Die Heilpraktikerin, die sich «Penta» nannte, gestaltete seit 1938 mithilfe eines Pendels grossformatige geometrische Zeichnungen, die einerseits im therapeutischen und hellseherischen Prozess als Diagnosemittel dienten, andererseits aber auch als bildnerische Ergebnisse ihrer wissenschaftlichen und philosophischen Forschungen zu Mensch und Natur zu deuten sind. 1953 publizierte Kunz im Eigenverlag zwei Bücher, in denen sie knappe, die mathematisch-physikalischen Konstanten ihrer Bildschöpfung benennende Erklärungen zu ihrer Zeichnungsmethode gab: «Gestaltung und Form als Mass, Rhythmus, Symbol und Wandlung von Zahl und Prinzip».

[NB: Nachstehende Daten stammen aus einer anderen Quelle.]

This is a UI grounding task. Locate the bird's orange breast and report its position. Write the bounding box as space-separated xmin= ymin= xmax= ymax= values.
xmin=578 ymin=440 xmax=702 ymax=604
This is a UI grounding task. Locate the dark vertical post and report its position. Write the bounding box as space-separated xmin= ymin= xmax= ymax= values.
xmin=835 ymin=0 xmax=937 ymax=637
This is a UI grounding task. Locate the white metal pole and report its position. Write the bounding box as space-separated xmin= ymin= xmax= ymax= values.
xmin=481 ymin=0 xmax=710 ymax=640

Zeitgenössische Positionen
In der heutigen Kunst finden sich zahlreiche Entsprechungen zum systematisch-methodischen Forschungsansatz von Emma Kunz, deren Ziel eben keine scheinbare ästhetische Autonomie, sondern eine transdisziplinäre Wissensvermittlung ist. Die in der Ausstellung gezeigten Arbeiten von Patxi Araujo, Tauba Auerbach, Mirjam Beerli, Vidya Gastaldon, Agnès Geoffray, Roswitha Gobbo, huber.huber, Gilles Jobin, George Steinmann, Bernard Tagwerker, Suzanne Treister und Laura Viale markieren jene Übergangszone zwischen Kunst, Gesellschafts- und Naturwissenschaft, in der auch Kunz‘ Bildwelten ihre Wirksamkeit entfalten.

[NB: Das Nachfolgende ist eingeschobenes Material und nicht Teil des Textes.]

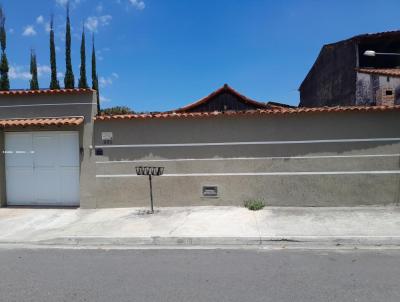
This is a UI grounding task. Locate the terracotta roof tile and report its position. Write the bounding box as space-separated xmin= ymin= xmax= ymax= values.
xmin=0 ymin=88 xmax=94 ymax=96
xmin=0 ymin=116 xmax=84 ymax=128
xmin=95 ymin=105 xmax=400 ymax=121
xmin=173 ymin=84 xmax=270 ymax=112
xmin=356 ymin=68 xmax=400 ymax=77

Im Zentrum der sich über drei Stockwerke erstreckenden Ausstellung steht eine der Hauptfiguren «einer anderen Moderne»: Emma Kunz. Zu sehen ist eine konzentrierte Auswahl aus ihren über 400 Zeichnungen, darunter einige noch nie öffentlich gezeigte Arbeiten sowie Fotografien und Dokumenten aus dem Staatsarchiv Appenzell Ausserrhoden. Anhand dieser Selektion wird ein assoziatives Netz aufgespannt, dessen Koordinaten von so unterschiedlichen Bereichen wie Technologie, Medialität, Phänomenologie oder Kybernetik bestimmt sind. Ausgehend von diesem Zellkern leuchten in den Arbeiten der beteiligten zeitgenössischen Künstler*innen, die teils unmittelbar auf die Gedanken und Bildmethoden von Emma Kunz Bezug nehmen, teils eher als Parallelerscheinungen zu erkennen sind, künstlerische Fragestellungen auf, deren Referenzpunkte ausserhalb des »l’art pour l’art» liegen. Fächerartig spannt sich ein Bogen auf, der von der Untersuchung der «Kunst und dem Künstler als Medium und Mittel» über die «Heilkräfte der Kunst», den «Mechanismen der Bilderzeugung» und den «Körper als Bedeutungsträger» bis hin zur «Kunst als Meditation» reicht.